Stepping on the scale every day used to be a big no-no—after all, weight naturally fluctuates—but researchers are now saying it may help some people pare the pounds. In one 2015 Cornell University study of 168 overweight or obese gym-goers, those who hopped on the scale daily lost more weight and kept it off than those who didn’t. They also kept track of their success on a graph, another way to keep tabs on your progress. Another study, published in the online journal PLOS ONE, found that people who skipped weigh-in for just a week gained weight. Like food diaries, the scale keeps you honest and gives you that motivation to keep the dial inching downward.
3. You’ll move more.
Researchers at Boston University and Mt. Sinai School of Medicine in New York gave a group of 54 people with prediabetes one little thing that made them increase their daily activity and potentially ward off full blown diabetes. It was a pedometer. The participants who wore their pedometer daily took more than 1400 extra steps than those who didn’t wear one—and they lost weight, too.
4. You’ll start to connect the dots.
No more wondering why you gained weight this week. It’s all right there in your food diary or your activity chart. Compare your good weeks with your bad weeks and find the place where it all went wrong. A few too many spoonfuls of sugar in the coffee you needed because you didn’t get enough sleep? Only made it to the gym twice this week? That tells you you need to pay more attention to your sleep habits, watch your sugar consumption and be faithful to your exercise program. For example, if you have two teaspoons of sugar each of your three cups of coffee, you’ve added 100 calories to your diet—and hit the American Heart Association’s recommended limit for added sugars for women. (Men get a little more.) For weight loss, you need roughly 150 minutes a week of moderately vigorous exercise (like walking a 15-minute mile) while you’re also dieting, according to US government guidelines.
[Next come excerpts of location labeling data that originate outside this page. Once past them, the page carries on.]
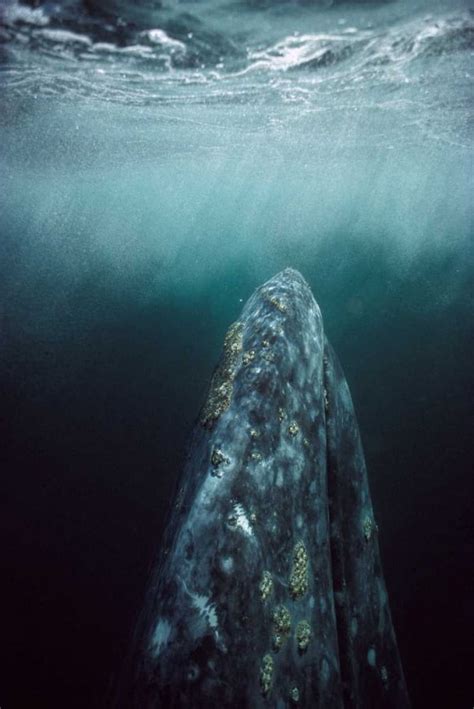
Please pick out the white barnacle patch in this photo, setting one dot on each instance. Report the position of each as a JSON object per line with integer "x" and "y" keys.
{"x": 371, "y": 657}
{"x": 227, "y": 564}
{"x": 160, "y": 636}
{"x": 238, "y": 519}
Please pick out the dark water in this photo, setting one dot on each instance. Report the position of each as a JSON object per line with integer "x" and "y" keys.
{"x": 150, "y": 181}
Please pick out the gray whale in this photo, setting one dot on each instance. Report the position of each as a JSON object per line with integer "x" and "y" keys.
{"x": 269, "y": 590}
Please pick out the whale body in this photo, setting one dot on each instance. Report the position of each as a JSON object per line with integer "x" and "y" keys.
{"x": 269, "y": 589}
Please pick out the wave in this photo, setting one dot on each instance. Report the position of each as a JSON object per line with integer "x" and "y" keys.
{"x": 186, "y": 48}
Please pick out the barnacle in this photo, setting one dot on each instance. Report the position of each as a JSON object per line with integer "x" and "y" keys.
{"x": 281, "y": 626}
{"x": 293, "y": 428}
{"x": 266, "y": 674}
{"x": 303, "y": 635}
{"x": 369, "y": 527}
{"x": 299, "y": 571}
{"x": 294, "y": 695}
{"x": 222, "y": 383}
{"x": 266, "y": 585}
{"x": 248, "y": 357}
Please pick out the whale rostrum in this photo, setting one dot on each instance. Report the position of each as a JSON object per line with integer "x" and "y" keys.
{"x": 269, "y": 590}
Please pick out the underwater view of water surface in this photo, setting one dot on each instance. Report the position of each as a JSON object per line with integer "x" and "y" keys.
{"x": 159, "y": 161}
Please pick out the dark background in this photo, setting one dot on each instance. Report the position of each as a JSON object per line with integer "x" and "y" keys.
{"x": 94, "y": 427}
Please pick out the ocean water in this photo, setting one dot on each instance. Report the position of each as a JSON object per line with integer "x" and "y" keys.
{"x": 158, "y": 162}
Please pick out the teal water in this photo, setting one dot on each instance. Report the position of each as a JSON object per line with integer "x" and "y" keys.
{"x": 159, "y": 164}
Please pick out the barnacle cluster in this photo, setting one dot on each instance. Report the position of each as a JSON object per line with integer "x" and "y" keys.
{"x": 369, "y": 527}
{"x": 266, "y": 674}
{"x": 248, "y": 357}
{"x": 281, "y": 626}
{"x": 266, "y": 585}
{"x": 218, "y": 457}
{"x": 277, "y": 303}
{"x": 220, "y": 392}
{"x": 299, "y": 571}
{"x": 303, "y": 635}
{"x": 294, "y": 695}
{"x": 293, "y": 428}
That’s more than three hours which you can break into easy-to-manage half-hour sessions six days a week.
5. You can avoid those plateaus.
The high of losing weight is frequently tempered by the low of hitting a plateau. That’s often where we lose hope and return to our old unhealthy ways. Diet, over. But if you know you’re stuck where you are—thanks to your daily tracking—you can adjust either your diet or your exercise to help get things moving again.
6. You can be more flexible.
Studies have found that rigid diets—ones that don’t allow for the occasional piece of chocolate, for example, or require you to stick to a limited meal plan—simply don’t work. They don’t pass the real world test—you can’t live on them. Researchers at the University of Salzburg in Austria found that dieters were far more successful if they were able to be flexible when deciding what to eat. Keeping track of your daily food intake can help you say yes to the occasional splurge because your diary will tell you what you’ve already eaten and if there’s room for a scoop of frozen yogurt—and whether you can even have a squirt of chocolate sauce and a cherry on top.